Pencereler hem yaşamı hem de ölümü de simgeleyebilir. Eğer bir evin penceresinde
saksılar, saklılarda rengârenk çiçekler varsa, pencerenin pervazları bakımlı, camları
temiz ve perdeleri ütülüyse o ev şüphesiz yaşanılan bir evdir. Eğer pencere bakımsız, kirli ve döküntülü bir haldeyse hayata küskünlüğü yani ölümü çağrıştıran bir evdir.
Duvar
Evin ağzı kapı, gözleri pencerelerse şüphesiz derisi, onu koruyan kabuğu da
duvarlardır. “yaşamın ilk çabası kabuk oluşturmaktır” diyen Bachelard, evin
duvarlarını bir kabuğa benzeterek duvarların korumacı yönüne vurgu yapar.
Kaplumbağanın veya bir salyangozun kabuğunu örnek vererek bu konuyu genişletir.
Kabuk koruyan kollayandır. Yapısal olarak bakıldığında ince narin gibi gözüken
duvarlar insanı ya da evi dışardan gelen her türlü kötülüğe karşı korur. Tıpkı insan
derisi gibi ince ve narindir ancak aşırı korumacıdır. Duvar insanın ördüğü en önemli sınırdır. İçerisi ile dışarısı, genel ile özel, geniş ile dar, tehlike ile güvenlik, kötü ile iyi arasına çizilmiş en önemli sınırdır. Ömer Lekesiz duvarın iki ayrı simgesinden bahseder. Olumlu bir simge olarak duvarlar koruyan ve kollayandır. “bedenler onun güvenliğinde dinlenir, düşler onun sessizliğinde çoğalır, düşünceler onun yalnızlığında ürer.”
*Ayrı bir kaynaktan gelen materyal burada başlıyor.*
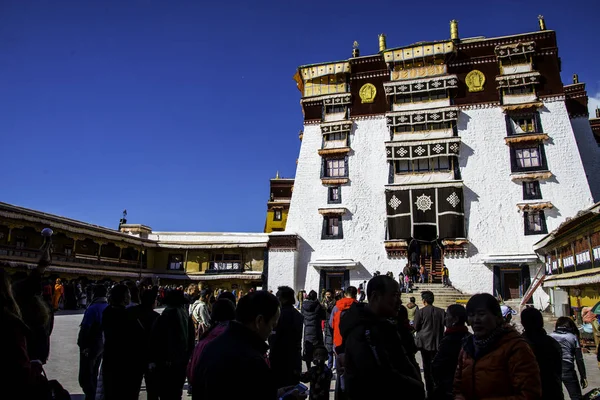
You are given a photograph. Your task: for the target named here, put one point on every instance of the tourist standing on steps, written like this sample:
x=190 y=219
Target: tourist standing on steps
x=313 y=314
x=286 y=341
x=374 y=362
x=341 y=307
x=429 y=324
x=496 y=362
x=171 y=343
x=571 y=355
x=90 y=342
x=547 y=352
x=328 y=304
x=234 y=365
x=412 y=308
x=446 y=359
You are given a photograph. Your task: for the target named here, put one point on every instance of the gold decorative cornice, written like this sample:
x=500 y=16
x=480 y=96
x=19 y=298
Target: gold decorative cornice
x=535 y=206
x=527 y=137
x=334 y=181
x=531 y=176
x=333 y=211
x=339 y=150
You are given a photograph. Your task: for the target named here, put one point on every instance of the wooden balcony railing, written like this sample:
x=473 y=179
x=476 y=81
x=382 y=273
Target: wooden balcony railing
x=33 y=254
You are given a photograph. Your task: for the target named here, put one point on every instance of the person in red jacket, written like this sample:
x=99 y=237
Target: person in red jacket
x=340 y=308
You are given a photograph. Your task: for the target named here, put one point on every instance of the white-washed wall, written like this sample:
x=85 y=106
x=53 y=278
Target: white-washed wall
x=494 y=224
x=590 y=153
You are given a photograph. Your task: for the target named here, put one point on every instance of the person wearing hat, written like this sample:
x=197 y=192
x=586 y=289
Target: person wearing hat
x=507 y=313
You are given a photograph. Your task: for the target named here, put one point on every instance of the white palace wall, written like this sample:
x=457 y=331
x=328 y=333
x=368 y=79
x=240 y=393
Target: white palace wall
x=494 y=224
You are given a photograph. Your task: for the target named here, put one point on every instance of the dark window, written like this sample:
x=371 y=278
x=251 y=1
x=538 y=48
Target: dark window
x=335 y=136
x=335 y=168
x=429 y=126
x=528 y=158
x=421 y=96
x=535 y=223
x=422 y=165
x=524 y=123
x=175 y=262
x=531 y=190
x=519 y=90
x=335 y=109
x=226 y=262
x=332 y=227
x=334 y=195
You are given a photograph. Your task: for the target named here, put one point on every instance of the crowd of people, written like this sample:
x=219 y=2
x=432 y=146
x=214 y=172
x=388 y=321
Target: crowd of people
x=262 y=345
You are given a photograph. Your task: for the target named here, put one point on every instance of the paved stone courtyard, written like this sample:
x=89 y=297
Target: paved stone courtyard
x=64 y=356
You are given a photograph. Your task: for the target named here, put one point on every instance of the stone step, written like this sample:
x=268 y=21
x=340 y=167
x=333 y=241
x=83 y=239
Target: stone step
x=444 y=296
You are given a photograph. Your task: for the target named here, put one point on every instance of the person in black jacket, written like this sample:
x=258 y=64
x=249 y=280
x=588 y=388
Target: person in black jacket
x=406 y=330
x=548 y=353
x=143 y=318
x=116 y=372
x=375 y=364
x=238 y=356
x=445 y=361
x=328 y=304
x=286 y=341
x=171 y=343
x=313 y=314
x=429 y=324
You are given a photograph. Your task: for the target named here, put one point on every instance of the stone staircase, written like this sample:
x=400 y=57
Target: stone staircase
x=444 y=296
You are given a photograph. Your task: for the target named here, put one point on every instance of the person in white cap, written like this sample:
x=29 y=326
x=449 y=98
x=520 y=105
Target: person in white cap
x=507 y=313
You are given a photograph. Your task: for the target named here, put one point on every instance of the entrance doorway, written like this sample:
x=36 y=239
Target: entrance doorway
x=512 y=285
x=428 y=254
x=334 y=280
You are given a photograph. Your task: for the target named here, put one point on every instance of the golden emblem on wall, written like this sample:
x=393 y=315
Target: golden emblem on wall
x=475 y=81
x=367 y=93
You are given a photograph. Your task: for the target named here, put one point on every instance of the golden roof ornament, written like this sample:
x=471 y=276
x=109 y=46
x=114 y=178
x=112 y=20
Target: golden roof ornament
x=542 y=22
x=454 y=30
x=355 y=50
x=382 y=44
x=367 y=93
x=475 y=81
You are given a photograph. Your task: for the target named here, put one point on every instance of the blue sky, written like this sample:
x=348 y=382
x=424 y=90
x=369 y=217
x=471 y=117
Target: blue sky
x=180 y=111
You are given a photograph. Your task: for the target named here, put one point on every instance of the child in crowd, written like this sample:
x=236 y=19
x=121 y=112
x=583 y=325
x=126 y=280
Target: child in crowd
x=319 y=375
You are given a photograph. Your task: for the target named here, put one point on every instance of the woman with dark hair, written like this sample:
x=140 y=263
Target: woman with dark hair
x=17 y=372
x=223 y=311
x=171 y=344
x=313 y=314
x=547 y=353
x=406 y=330
x=496 y=362
x=565 y=334
x=444 y=363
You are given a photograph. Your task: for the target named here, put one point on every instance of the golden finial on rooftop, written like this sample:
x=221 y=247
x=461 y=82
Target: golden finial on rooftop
x=542 y=22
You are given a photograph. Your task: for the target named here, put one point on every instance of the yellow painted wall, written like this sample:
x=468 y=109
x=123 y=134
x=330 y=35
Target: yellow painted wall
x=271 y=223
x=590 y=295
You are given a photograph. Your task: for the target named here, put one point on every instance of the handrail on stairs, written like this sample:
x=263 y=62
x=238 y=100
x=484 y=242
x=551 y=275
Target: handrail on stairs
x=537 y=281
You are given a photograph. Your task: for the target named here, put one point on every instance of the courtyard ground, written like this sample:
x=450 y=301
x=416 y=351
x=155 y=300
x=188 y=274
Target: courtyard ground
x=64 y=356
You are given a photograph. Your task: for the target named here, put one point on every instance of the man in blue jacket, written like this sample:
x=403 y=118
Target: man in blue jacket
x=90 y=342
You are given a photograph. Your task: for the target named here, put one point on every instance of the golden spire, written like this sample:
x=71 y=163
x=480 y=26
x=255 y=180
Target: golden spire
x=382 y=44
x=454 y=30
x=542 y=22
x=355 y=51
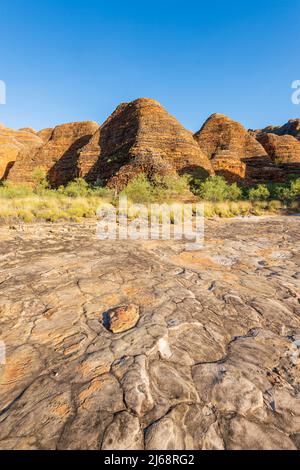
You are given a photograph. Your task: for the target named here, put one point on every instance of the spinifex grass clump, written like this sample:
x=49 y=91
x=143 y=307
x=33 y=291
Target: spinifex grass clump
x=79 y=200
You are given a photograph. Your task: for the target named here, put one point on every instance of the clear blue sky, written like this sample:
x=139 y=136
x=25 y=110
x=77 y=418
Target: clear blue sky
x=72 y=60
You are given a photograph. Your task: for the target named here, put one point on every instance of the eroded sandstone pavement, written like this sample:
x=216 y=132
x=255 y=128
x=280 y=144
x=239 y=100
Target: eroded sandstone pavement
x=213 y=362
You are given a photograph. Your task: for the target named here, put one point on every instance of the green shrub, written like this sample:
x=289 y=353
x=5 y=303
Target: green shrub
x=9 y=190
x=40 y=182
x=260 y=193
x=77 y=188
x=216 y=189
x=139 y=190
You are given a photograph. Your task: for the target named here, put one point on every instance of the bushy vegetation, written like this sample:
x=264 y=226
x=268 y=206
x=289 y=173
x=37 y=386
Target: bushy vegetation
x=79 y=199
x=216 y=189
x=142 y=190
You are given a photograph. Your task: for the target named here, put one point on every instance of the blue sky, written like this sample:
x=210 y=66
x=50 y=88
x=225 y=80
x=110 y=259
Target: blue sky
x=75 y=60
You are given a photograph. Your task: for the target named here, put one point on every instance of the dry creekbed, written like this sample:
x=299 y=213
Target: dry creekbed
x=203 y=353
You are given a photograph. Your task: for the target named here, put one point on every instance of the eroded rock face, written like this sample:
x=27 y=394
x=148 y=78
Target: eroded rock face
x=213 y=363
x=235 y=153
x=292 y=127
x=45 y=134
x=12 y=142
x=284 y=151
x=57 y=154
x=123 y=318
x=140 y=137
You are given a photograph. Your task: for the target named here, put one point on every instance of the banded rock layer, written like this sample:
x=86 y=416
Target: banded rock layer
x=235 y=153
x=140 y=137
x=12 y=142
x=292 y=127
x=57 y=156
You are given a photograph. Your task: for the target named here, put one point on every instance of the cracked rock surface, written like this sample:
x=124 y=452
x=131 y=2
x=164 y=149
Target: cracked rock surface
x=212 y=362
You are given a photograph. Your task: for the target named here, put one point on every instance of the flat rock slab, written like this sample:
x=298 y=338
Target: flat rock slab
x=123 y=318
x=208 y=358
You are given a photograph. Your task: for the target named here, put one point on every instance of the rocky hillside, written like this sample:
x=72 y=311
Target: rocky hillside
x=234 y=152
x=12 y=143
x=292 y=127
x=57 y=154
x=142 y=136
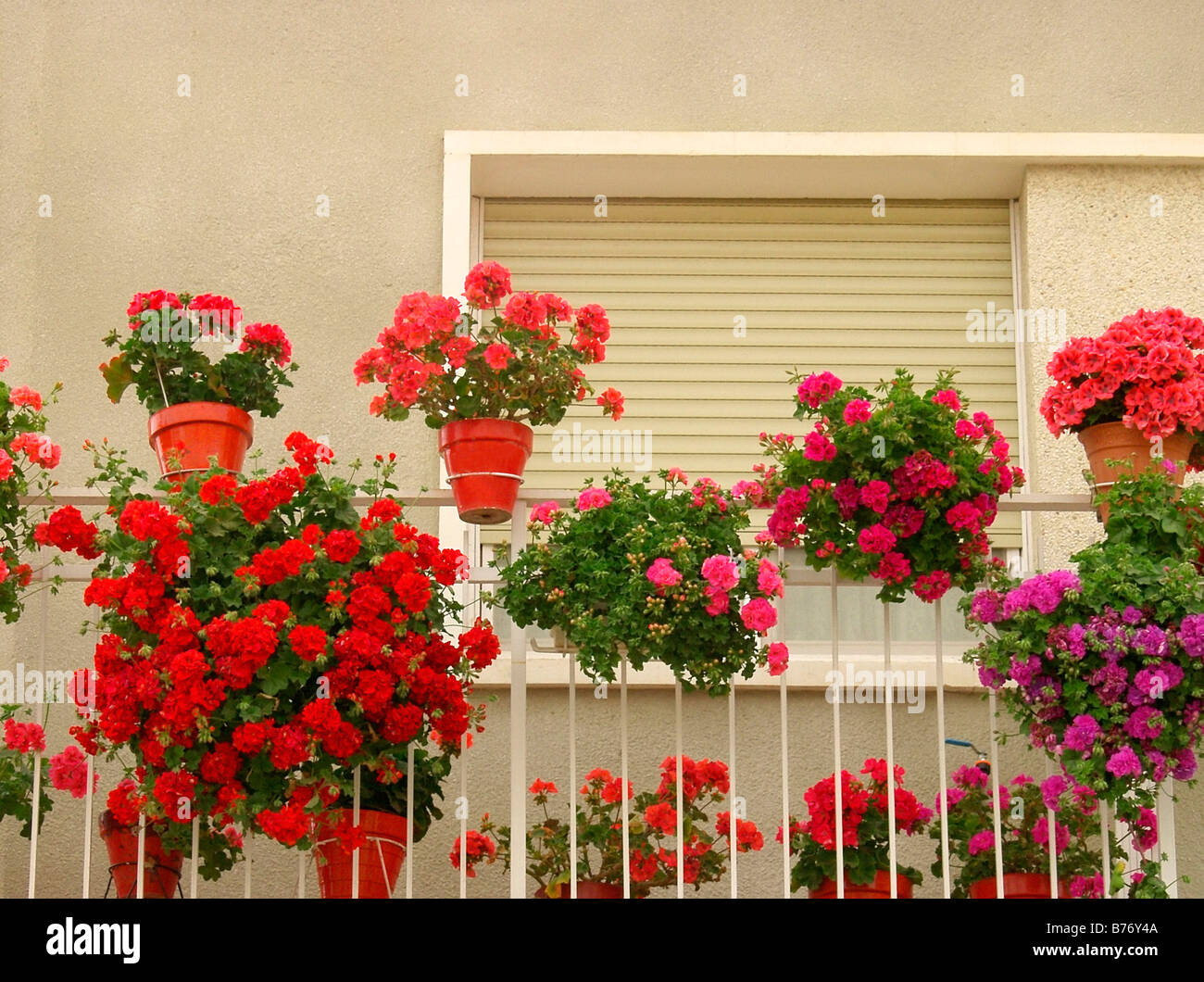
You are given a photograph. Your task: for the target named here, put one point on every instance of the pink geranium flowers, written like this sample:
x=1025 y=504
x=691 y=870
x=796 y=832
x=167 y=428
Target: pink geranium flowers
x=901 y=488
x=1145 y=370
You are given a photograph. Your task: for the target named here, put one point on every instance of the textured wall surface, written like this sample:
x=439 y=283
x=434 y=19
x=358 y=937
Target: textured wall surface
x=1094 y=247
x=217 y=191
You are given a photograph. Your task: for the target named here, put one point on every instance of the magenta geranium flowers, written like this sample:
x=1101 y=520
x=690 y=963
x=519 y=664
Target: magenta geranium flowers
x=901 y=488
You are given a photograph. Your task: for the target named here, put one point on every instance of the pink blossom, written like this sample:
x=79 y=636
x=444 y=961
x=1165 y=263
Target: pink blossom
x=769 y=580
x=662 y=573
x=759 y=614
x=69 y=773
x=858 y=411
x=947 y=397
x=593 y=497
x=721 y=573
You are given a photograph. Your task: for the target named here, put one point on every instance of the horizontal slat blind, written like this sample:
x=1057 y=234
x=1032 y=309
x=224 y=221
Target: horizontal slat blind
x=710 y=304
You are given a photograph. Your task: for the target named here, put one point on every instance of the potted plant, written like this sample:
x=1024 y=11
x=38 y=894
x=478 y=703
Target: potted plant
x=27 y=456
x=119 y=832
x=1024 y=833
x=1138 y=388
x=653 y=857
x=200 y=408
x=1107 y=665
x=484 y=384
x=901 y=488
x=22 y=745
x=865 y=835
x=261 y=641
x=658 y=575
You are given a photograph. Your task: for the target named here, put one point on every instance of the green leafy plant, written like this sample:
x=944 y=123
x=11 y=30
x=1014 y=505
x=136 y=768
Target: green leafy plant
x=899 y=488
x=163 y=355
x=27 y=456
x=653 y=856
x=660 y=575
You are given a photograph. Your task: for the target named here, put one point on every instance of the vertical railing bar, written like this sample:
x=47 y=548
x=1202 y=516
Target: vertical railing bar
x=409 y=821
x=518 y=724
x=87 y=825
x=890 y=749
x=622 y=776
x=356 y=821
x=462 y=809
x=140 y=889
x=681 y=797
x=572 y=774
x=995 y=793
x=785 y=786
x=36 y=816
x=733 y=837
x=1166 y=812
x=838 y=780
x=196 y=858
x=1051 y=842
x=938 y=637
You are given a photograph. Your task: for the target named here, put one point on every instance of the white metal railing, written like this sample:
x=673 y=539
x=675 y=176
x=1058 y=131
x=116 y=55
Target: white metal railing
x=795 y=581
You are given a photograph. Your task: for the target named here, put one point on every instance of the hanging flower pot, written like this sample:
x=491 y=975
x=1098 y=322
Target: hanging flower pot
x=586 y=889
x=380 y=858
x=880 y=889
x=1019 y=886
x=184 y=436
x=1115 y=441
x=160 y=869
x=484 y=460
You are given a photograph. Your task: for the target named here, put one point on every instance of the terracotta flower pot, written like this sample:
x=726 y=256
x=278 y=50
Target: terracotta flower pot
x=1115 y=441
x=380 y=859
x=195 y=432
x=586 y=889
x=160 y=870
x=1019 y=886
x=880 y=889
x=485 y=460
Olumsuz bir simge olarak duvarlar ise insanı sınırlayan ve hapsedendir. “koşulsuz bir sınırlamadır duvar, özgürlüklere vurulan bir kilit, ruhlara geçirilen bir kafes, dış çevreden soyutlama, düşüncelere ket vurma, tabiat nimetine kapanmadır.” Deyimlerimizde de genellikle duvarlar bu olumsuz simgelerle anılır. Duvarlar sınırlayandır ve bundan dolayı duvarları aşmak, duvarları yıkmak, duvardan kurtulmak, duvar örmek gibi deyimler kullanılır.